NYS Exposed Education: Local students missing out on full day kindergarten

March 21, 2018 01:17 AM

There are only five school districts remaining in New York State that don't have full day kindergarten, and nearly half of them are in Monroe County.

To be exact, both Brighton and Pittsford schools don't have full day kindergarten. For those students, that's hundreds of hours of instruction that they're missing out on. That is something that parents hope lawmakers will address this year.


Among them is Pittsford's Sarah Peluso. Her son Joseph that home during a noon interview, because he only attends kindergarten part-time.

"It's very important," she says, "These are their earliest years of education and the foundation of the rest of their lives."

She points to the district's own statistics, which say that only 68 percent of Pittsford kindergarteners hit reading benchmarks, compared to 86 percent in similar districts.

"All of our research shows the tremendous benefits for our students that full-day 'K' would afford," says Michael Pero, the Superintendent of Pittsford Central School District.

So hasn't it happened?

"We're unique in that 80% of our levy comes from our community. So, for us to grow at all, it's difficult within the restraints of the tax cap." 

In an attempt to pay for full-day kindergarten themselves, the district had proposed a 4.7% tax increase last year. The budget, however, failed to reach the 60% super-majority needed to override the tax cap.

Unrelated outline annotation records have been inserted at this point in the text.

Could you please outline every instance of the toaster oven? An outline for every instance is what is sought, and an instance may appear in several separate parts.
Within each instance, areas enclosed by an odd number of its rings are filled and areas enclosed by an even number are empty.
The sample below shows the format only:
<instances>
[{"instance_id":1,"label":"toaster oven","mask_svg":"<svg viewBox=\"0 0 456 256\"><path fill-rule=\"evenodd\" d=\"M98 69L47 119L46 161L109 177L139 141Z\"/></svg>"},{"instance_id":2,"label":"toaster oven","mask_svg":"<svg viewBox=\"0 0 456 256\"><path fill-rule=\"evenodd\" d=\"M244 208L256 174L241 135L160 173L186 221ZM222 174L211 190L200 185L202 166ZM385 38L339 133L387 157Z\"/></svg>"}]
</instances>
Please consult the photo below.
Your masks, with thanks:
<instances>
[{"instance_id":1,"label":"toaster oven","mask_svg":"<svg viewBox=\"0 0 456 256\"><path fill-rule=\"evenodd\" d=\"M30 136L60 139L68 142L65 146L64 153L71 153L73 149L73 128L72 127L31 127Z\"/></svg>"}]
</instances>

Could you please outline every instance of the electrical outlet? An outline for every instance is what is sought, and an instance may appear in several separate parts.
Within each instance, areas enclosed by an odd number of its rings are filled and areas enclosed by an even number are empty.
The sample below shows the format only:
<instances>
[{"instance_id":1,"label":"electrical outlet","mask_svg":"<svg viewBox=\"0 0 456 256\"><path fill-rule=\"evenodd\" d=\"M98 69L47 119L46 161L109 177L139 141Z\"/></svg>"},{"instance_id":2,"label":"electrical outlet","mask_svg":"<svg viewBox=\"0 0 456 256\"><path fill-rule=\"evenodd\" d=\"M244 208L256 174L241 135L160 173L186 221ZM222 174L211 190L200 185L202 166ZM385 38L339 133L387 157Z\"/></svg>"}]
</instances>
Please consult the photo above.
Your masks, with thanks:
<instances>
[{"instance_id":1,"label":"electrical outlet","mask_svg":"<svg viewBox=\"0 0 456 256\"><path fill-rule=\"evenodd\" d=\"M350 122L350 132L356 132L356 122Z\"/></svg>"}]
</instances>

They removed the kindergarten plan to get the budget passed and Superintendent Pero says they won't try to override the tax cap again this year. 

Senator Rich Funke, who represents Pittsford, co-sponsored a bill that would help local districts with aid to make the transition. He points out what he calls a penalty for wealthy, high-achieving districts that minimizes state aid.

This year, for example, Pittsford is set to receive a significantly lower percent than every other local district.

"It has really kind of tied the hands of the administration [and] the Board of Education over there, trying to get this accomplished," he says.

"They need a little help to get it over the finish line, and that's what we're trying to get done for them." 

The legislation has passed both the State Senate and the Assembly. Not, it will be negotiated with Governor Cuomo as part of the budget. Last year, he pledged money to help, but he supports a shorter amount of aid than the bill calls for.

"There's things in there right now that if they stay the way they are would mean we would lose $400,000 here, $50,000 here, and so we need to look at the entire budget before we make a decision," says Pero.

Parents in Pittsford will be watching: 

"I hope he makes the right decision and honors the commitment that he's given to Pittsford and comes through for not only Pittsford, but all five remaining schools without full day K," says Peluso. 

Parents in both districts should have answers about the state aid in the next few weeks- the state budget is due by April 1. In Brighton, that might not even be needed- voters approved a capital improvement project last year that will allow the district to transition to full day kindergarten, with the full day program expected to begin in fall of 2020.